You mentioned the interesting history of the P-51 when you started the Bash. One factoid has been buried a little – but caused a lot of trouble at the time and a bucket of dispute since. In early 1941 North American was ramping up production on the A6, B25 and P51. (The company had a lot going for it in that era.) In Europe Stalin was still Hitler’s best pal, shipping the Reich buckets of invaluable raw materials as agreed to under the Ribbentrop-Molotov pact of August 1939. The US Communist Party was a Comintern party and took its marching orders (and subsidies) from Moscow. (The CP ceased getting funds from Moscow in 1989.) Now, there was a lot going on labor wise in the US after 1940 when rearmament went into high gear and conscription started: a lot of genuine disruption and a real hint of chaos. And Stalin was doing everything possible to please Hitler. Anyway, there were major strikes in the US in the spring of 1941 direct against defense plants. One of them was aimed at the North American plant in LA in early June and brought production to a halt. FDR responded by sending in the Army.

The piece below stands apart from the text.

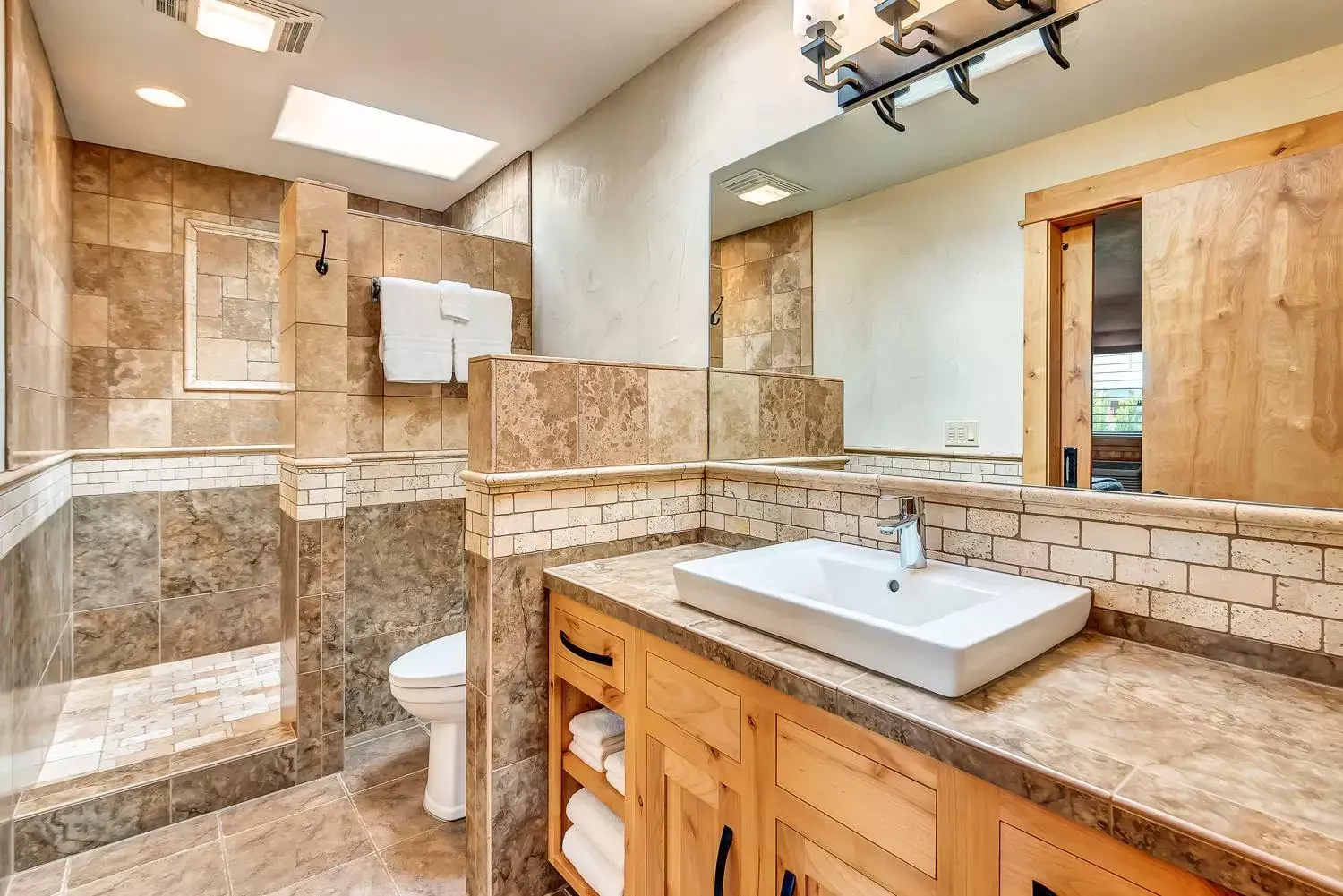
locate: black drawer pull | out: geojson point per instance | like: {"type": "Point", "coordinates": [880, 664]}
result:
{"type": "Point", "coordinates": [602, 660]}
{"type": "Point", "coordinates": [722, 868]}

The strike was broken quickly. After June 22 (Barbarossa Day) things became much quieter on the labor front in the US. FDR’s people looked at the painful incident (something that mocked the New Deal image and did no good for FDR’s steady drift toward “everything short of war”) as a direct threat to the war effort and quietly assumed it was due to CP agitation. The whole thing was a bad moment for the CIO. But American labor movement got tons of good press (and academic articles) after the war and FDR’s action was viewed as part of anti-communist hysteria. Personally I spent nearly a year looking at the Berlin Wall – so I’m a little biased when it comes to the USCP. Anyway, a reminder of how many nerves were getting hit simultaneously as America moved toward history’s greatest war. A tense and miserable time.